Many people, especially Southerners, knew what integration would bring long before Coleman figured it out, and Prof. Wolters describes Prince Edward County, Virginia’s remarkable campaign for segregation. Rather than integrate, from 1959 to 1964, the county closed all public schools, slashed property taxes, and urged blacks and whites alike to build private schools. Robert T. Redd, who became the headmaster of a private school, explained, “We felt we understood black people as well as anybody because of our long interaction with them. We knew desegregation couldn’t work because of the inherent temperamental and intellectual differences.” Whites offered to set up private schools for blacks, but national leaders like Roy Wilkins and Martin Luther King Jr. urged them to refuse. Black children without schools were too potent a symbol of white wickedness to be passed up.

In 1964, the Supreme Court ruled that the county had a legal duty to operate public, integrated schools, and ordered the county to levy taxes for that purposes. Even a few liberals worried that this was a usurpation of legislative, tax-raising power by the judiciary, but as was the case with Brown, principles could be sacrificed in the name of integration. This was a crucial decision because other districts would surely have followed Prince Edward’s example if the Court had not acted.

Many integrationists were convinced that once black and white children got to know each other they would fall into each others’ arms. Prof. Wolters reports that most studies found that the races seldom mixed and that children of neither race thought better of the other after integration. However, one psychologist, Walter G. Stephan, concluded that after integration black students’ views of whites improved while white students soured on blacks. What Prof. Stephan probably found was that students discovered that media portrayals are wrong: Whites are not inveterate “racists,” and blacks are not simply white people who happen to have black skin.

Today, how are we to view the tortured history of court-imposed school integration? Despite the failure of integration to achieve any of its goals, Prof. Wolters finds that it is now almost obligatory to criticize Brown because it required only desegregation and not integration. Furthermore, the decision is now hailed because it ignored the Constitution. As historian David Garrow wrote in 1997, the decision freed the Court from “the Constitution’s historical limitations.”

This is another way of saying we really do not have a Constitution. If judges can free it from its “historical limitations” they can make it say anything they like. After all, for 150 years, the Constitution permitted assignment of students by race, but it must have amended itself because it suddenly stopped permitting it in 1954. Just 14 years later, the Green Court discovered that the Constitution had amended itself again to require assignment by race, so long as the purpose was to mix the races. During the 1990s, the Constitution amended itself several more times, gradually working its way back to towards its 1954 condition. We are clearly not a nation of laws but a nation of judges, who rule us according to their fancy.

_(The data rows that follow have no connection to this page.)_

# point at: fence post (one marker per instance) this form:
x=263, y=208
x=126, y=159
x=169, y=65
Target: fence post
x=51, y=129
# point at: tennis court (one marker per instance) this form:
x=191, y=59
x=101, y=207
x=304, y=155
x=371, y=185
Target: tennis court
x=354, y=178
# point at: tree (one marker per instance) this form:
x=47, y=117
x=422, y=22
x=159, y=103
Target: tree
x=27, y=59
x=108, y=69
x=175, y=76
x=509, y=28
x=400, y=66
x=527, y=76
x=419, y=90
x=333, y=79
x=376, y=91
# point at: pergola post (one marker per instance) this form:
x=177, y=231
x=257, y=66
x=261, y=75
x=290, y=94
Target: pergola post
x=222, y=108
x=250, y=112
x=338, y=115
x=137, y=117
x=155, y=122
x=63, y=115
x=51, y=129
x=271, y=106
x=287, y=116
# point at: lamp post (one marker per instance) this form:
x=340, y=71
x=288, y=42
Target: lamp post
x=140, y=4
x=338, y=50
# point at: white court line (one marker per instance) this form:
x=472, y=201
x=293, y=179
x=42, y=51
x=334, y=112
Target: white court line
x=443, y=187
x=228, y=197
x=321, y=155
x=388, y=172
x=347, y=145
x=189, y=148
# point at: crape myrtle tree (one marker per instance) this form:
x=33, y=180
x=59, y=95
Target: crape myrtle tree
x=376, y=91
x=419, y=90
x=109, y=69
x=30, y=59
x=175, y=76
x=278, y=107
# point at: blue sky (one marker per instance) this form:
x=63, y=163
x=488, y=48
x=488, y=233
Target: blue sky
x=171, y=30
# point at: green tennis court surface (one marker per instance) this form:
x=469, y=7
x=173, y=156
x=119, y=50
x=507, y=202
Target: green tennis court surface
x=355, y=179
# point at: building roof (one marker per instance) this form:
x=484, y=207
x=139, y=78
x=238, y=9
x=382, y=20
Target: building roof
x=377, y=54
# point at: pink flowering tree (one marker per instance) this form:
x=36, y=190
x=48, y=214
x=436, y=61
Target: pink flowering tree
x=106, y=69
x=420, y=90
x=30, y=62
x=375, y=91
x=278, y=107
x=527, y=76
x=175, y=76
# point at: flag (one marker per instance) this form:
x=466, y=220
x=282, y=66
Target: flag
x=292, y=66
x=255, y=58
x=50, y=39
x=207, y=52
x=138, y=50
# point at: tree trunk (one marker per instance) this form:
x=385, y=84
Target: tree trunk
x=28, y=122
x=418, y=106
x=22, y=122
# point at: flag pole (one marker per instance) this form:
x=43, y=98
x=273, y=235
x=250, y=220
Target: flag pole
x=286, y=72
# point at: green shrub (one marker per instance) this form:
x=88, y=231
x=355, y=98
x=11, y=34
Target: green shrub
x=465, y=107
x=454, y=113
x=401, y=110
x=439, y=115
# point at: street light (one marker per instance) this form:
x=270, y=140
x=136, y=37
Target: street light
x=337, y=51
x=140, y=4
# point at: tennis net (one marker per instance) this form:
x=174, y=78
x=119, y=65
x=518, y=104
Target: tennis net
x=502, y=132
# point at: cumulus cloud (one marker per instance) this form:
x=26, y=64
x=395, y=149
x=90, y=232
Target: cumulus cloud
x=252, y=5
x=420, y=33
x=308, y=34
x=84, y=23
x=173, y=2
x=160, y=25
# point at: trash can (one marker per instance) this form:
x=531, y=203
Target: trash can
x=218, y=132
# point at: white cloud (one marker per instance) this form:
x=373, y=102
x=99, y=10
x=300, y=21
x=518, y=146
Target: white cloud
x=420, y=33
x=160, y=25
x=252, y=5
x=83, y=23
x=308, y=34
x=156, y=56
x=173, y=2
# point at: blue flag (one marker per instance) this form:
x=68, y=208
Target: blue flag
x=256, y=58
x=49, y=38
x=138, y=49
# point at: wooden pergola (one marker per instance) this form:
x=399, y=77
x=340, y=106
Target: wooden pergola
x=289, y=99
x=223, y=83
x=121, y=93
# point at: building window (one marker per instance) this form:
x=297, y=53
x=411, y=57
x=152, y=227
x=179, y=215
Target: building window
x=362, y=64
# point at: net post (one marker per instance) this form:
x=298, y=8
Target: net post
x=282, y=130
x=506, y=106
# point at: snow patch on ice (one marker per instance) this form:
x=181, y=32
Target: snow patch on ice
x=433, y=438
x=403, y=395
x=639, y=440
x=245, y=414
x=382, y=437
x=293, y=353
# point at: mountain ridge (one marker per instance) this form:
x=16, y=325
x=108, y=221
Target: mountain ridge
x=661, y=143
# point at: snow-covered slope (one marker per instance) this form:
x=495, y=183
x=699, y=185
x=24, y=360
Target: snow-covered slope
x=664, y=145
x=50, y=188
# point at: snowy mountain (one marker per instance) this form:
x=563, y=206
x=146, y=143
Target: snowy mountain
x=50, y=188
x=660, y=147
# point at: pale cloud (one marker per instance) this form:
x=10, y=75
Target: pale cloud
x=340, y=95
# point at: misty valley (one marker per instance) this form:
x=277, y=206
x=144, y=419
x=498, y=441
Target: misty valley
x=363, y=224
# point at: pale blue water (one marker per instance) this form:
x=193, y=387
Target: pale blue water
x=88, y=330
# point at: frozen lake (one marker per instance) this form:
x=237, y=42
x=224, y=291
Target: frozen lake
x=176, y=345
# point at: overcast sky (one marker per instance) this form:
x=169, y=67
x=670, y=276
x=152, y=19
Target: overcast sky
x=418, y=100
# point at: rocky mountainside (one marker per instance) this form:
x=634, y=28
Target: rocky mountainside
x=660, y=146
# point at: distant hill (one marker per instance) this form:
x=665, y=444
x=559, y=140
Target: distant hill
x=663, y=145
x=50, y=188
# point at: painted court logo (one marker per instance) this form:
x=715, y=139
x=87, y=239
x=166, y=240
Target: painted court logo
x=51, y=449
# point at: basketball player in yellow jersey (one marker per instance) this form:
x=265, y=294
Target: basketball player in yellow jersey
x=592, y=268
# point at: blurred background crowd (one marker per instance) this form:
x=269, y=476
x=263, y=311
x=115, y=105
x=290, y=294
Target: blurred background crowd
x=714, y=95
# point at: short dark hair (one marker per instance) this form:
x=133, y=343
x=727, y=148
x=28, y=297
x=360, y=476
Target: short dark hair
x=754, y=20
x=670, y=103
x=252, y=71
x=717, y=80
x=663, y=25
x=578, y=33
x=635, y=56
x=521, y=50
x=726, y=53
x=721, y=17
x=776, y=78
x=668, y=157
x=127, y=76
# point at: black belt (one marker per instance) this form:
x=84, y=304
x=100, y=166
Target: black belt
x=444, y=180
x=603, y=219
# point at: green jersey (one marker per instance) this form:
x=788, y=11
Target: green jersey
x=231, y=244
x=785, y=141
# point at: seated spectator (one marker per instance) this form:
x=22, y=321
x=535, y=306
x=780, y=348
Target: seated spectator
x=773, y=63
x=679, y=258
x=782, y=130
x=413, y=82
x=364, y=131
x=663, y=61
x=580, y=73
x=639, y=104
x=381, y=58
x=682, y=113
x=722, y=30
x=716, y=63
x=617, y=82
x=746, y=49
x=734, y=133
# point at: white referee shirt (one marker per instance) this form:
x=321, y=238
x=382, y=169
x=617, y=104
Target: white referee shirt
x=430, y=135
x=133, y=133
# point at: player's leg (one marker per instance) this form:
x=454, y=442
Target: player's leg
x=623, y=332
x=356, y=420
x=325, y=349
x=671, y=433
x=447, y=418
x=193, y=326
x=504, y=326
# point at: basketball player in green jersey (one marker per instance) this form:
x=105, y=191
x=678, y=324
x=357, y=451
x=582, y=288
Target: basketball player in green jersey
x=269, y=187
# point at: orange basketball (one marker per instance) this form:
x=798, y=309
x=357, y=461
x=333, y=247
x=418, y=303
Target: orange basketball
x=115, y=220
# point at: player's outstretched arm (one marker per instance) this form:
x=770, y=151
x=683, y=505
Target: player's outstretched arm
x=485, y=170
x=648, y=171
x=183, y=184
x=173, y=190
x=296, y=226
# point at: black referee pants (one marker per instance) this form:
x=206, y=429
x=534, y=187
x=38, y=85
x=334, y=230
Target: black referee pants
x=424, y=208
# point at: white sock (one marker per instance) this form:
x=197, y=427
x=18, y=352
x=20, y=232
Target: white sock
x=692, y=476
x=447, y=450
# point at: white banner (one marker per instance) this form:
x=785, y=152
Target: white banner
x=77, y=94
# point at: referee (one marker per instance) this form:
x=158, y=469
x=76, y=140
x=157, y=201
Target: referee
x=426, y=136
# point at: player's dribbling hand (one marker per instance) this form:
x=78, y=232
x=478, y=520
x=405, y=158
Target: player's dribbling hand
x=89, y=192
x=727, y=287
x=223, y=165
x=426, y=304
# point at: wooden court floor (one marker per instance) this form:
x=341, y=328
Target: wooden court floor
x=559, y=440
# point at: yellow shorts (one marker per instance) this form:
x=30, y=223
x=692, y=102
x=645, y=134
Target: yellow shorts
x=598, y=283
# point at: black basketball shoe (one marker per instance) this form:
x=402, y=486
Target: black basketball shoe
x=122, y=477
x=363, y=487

In Race and Education Prof. Wolters writes that we can expect a companion volume on the changing fashions of educational reform that have swept American schools. He appears to suspect that many doubtful theories arose because traditional approaches managed neither to raise blacks to white levels of achievement nor make children oblivious to race. If he dissects fads in education as remorselessly as he dissects fads in integration, we can look forward to a formidable work of scholarship.